Al finds a crevasse with a cave on the walls. Inside the cave he finds something that resembles human bones and an aged parchment showing dark images and strange pictographs. During the nights, the ion storm of the century is gathering and the crew starts to experience horrible night terrors, causing them to go increasingly anxious and insane with paranoia. Soon, Rune investigates the bones and the cave discovering that there might have been an ancient renegade tribe who committed cannibalism and worshiped a vicious entity known as the Wendigo.
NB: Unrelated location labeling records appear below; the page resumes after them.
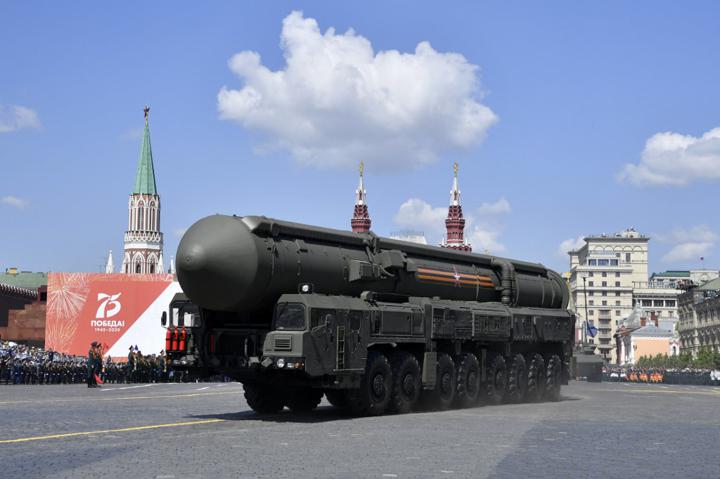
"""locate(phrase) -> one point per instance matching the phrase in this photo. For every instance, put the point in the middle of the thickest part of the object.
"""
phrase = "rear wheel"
(517, 379)
(536, 378)
(264, 399)
(468, 368)
(304, 400)
(496, 380)
(443, 395)
(553, 378)
(373, 396)
(406, 382)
Soon, things escalate drastically as Tully commits suicide, Alistair becomes insane with paranoia believing that Rune killed Nova and Al is possessed to build a grotesque effigy made out animal bones and human body parts and plans to sacrifice Nova in order to release the Wendigo from beyond the aurora rift. Rune manages to stop the ritual, leaving only him and Nova as the last survivors. They drive off to Thule past a polar bear who looks at them curiously, revealing that the Wendigo's evil has truly been vanquished.

== Gameplay ==

Alpha Polaris is a 2.5D point-and-click adventure. Geometrically modeled 3D characters act in front of pre-rendered backgrounds. The game world is divided into individual game screens through which the player can navigate using the mouse. Also with the mouse the player can interact with the gameworld, examine its elements, pick up objects and apply them to elements of the game world or other objects and interact with NPCs. Conversations with NPCs take place as multiple choice dialogues.

== Development ==

Alpha Polaris was developed using the Wintermute game engine.